Trefael Stone burial site 'much older than previously thought'
- Published
A ritual burial site in Pembrokeshire may have been in use 10,000 years ago - almost twice as far back as expected, said archaeologists.
The Trefael Stone near Nevern was reclassified as a Stone Age burial chamber after its capstone was studied.
But a three-year dig has since found beads dating back much further, perhaps to the Neolithic or Mesolithic periods.
Dr George Nash said the carbon dating of bones found there also suggested it was used as recently as 1,900 BC.
Bristol University and the Welsh Rock Art Organisation excavated at the site from 2009 and had permission to examine 1.9kg of cremated human bones.
Dr George Nash, who headed the dig, said that rather than trying to pinpoint a single moment in time, the excavation had revealed a site which was of symbolic significance to ancients for millennia.
He said: "The best comparison I can come up with is with a medieval churchyard.
"When you walk around it, the most obvious examples of graves from about 100 years ago, but when you search a little further you can see the evidence of older burials, and how the site has altered and evolved over the centuries.
"Why this site, or any other, became of such significance is still under debate."
However, the best theory appears to be that sites such as these symbolised the periphery of prehistoric territories where hunter-gatherers would have met to trade and negotiate.
"Because they would have come back there generation after generation, it became ingrained in their collective psyche as a place of almost romantic importance," said Dr Nash.
For centuries the Trefael standing stone was largely disregarded as just one of hundreds of similar Bronze Age monuments.
Yet closer analysis of its distinctive cup marks now indicate that they loosely match the pattern of stellar constellations.
This would only make sense if, rather than standing upright, it had originally been laid flat as a capstone which would have once been supported by a series of upright stones.
Dr Nash believes the Trefael Stone in fact topped a Neolithic burial chamber, probably a portal dolmen, which is one of western Britain's earliest burial monument types.
"Many years ago Trefael was considered just a simple standing stone lying in a windswept field, but the excavation programme has proved otherwise," he said.
"It suggests that Trefael once lay in the heart of a ritualised landscape that was in operation for at least 5-6,000 years.
"The geophysical survey has shown that most of the area within a 1km (0.6 mile) radius of the site has significant archaeological remains beneath the soil, including at least seven probable barrows and a number of later prehistoric enclosures.
"The discovery of human remains and their subsequent date range is the icing on the cake."
Though after 6,000 years of continuous use, Trefael appears to have been abandoned shortly after the date of the human remains unearthed there.
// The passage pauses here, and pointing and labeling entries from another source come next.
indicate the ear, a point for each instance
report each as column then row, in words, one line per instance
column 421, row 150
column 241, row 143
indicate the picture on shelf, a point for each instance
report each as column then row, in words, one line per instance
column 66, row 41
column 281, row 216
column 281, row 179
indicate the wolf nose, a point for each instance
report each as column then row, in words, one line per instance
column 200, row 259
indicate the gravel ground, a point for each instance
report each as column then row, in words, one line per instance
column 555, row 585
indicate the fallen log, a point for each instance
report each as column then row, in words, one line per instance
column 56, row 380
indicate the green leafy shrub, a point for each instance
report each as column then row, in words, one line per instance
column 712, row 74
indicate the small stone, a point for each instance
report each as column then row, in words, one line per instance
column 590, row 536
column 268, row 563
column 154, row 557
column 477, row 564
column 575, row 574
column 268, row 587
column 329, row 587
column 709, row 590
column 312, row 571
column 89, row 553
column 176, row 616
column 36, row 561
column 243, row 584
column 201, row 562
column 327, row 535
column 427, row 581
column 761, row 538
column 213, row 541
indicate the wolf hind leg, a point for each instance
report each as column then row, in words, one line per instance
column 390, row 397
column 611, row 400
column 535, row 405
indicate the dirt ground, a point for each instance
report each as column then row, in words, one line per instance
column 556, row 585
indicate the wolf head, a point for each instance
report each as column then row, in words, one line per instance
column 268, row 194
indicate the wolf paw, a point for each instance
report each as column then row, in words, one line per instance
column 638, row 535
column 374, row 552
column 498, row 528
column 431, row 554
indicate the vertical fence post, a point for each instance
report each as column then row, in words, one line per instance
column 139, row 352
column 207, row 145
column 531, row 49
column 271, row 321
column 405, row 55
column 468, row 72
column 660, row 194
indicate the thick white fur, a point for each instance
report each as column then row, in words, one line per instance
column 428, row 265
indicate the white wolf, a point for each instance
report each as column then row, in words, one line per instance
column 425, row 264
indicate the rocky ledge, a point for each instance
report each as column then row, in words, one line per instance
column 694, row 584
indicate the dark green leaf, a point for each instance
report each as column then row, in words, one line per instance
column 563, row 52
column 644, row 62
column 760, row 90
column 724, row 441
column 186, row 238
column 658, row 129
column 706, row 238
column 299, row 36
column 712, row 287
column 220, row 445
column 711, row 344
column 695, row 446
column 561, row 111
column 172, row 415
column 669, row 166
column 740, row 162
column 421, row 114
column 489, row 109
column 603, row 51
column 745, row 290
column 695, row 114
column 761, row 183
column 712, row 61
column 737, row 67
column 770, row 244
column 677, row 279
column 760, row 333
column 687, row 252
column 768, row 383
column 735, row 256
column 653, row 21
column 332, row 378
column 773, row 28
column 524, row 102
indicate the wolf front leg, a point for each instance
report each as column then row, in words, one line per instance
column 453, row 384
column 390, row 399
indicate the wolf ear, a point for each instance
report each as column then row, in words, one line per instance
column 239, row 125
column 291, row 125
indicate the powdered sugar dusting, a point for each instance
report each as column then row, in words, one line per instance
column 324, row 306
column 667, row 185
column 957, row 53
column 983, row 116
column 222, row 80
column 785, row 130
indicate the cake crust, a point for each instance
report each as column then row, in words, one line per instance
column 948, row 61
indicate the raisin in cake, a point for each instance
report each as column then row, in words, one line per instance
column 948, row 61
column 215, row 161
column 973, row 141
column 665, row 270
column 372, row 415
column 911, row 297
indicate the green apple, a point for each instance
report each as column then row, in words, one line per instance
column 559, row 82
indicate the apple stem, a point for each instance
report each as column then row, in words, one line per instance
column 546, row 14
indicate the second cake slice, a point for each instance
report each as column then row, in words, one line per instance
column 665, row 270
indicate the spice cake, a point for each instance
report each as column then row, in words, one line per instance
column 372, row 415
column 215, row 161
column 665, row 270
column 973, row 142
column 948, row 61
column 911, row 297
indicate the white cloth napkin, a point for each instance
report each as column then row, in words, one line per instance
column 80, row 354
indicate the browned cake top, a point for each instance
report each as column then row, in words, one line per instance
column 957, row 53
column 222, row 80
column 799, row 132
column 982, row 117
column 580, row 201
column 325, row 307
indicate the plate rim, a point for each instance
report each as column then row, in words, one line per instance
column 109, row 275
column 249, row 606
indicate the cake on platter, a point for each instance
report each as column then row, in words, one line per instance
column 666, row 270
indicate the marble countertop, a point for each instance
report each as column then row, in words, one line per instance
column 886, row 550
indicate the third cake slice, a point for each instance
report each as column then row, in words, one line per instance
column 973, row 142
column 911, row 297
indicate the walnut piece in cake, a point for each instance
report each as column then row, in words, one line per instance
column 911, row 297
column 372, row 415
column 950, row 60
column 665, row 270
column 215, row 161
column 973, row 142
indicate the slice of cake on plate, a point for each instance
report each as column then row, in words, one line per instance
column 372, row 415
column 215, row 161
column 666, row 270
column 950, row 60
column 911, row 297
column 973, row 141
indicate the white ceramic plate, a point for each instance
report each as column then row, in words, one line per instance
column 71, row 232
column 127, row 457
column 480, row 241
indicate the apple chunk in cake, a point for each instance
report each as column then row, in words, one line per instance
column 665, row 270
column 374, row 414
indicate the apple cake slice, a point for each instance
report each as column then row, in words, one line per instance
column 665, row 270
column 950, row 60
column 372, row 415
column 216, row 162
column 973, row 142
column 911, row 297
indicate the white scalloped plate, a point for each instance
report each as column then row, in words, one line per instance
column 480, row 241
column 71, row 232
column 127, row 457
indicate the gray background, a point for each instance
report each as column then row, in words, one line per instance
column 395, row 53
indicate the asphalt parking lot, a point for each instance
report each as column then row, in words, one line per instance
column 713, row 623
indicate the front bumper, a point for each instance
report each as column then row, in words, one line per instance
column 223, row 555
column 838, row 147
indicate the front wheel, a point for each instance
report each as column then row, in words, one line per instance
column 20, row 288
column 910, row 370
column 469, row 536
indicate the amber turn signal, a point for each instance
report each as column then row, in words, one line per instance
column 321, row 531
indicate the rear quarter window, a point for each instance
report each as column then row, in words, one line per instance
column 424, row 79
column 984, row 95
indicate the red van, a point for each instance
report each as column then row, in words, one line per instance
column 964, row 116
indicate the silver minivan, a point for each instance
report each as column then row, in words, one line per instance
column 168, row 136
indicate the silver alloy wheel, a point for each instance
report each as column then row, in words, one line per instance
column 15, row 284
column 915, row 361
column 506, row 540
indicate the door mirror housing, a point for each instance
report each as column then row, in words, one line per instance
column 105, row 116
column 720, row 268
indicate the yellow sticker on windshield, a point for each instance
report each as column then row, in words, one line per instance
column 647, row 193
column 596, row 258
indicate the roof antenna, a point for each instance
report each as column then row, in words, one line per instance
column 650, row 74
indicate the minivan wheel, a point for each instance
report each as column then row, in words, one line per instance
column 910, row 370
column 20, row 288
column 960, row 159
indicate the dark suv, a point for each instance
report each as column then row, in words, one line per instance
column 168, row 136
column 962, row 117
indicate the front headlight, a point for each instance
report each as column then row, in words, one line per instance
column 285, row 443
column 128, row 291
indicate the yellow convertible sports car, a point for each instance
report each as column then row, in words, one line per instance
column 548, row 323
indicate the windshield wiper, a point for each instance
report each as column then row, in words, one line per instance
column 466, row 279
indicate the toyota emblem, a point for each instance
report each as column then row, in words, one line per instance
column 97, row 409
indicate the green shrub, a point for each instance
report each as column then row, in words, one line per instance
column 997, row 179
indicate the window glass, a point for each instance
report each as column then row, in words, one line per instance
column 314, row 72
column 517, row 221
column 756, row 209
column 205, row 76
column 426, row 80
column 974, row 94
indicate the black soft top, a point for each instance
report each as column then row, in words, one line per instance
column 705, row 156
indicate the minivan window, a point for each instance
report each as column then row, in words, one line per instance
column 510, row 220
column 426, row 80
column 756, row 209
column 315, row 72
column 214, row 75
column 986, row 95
Dr Nash said: "We'll never have all the answers. It's amazing that we've found this much in the notoriously acidic Pembrokeshire soil, which normally destroys any ancient artefacts.
"But it's not surprising that the significance of Trefael seems to have fallen away after the mid-Bronze Age. It ties in with what we know of similar burial sites around Europe.
"As the importance of metal grew, those who controlled the natural resources became ever more powerful.
"So Bronze Age Wales moves away from the democratised society of mass ritual burials, to one where power is concentrated in the hands of a relatively small warrior elite."
The Trefael Project is run by members of the Welsh Rock Art Organisation, a non-profit research body specially interested in researching and promoting prehistoric rock art in Wales.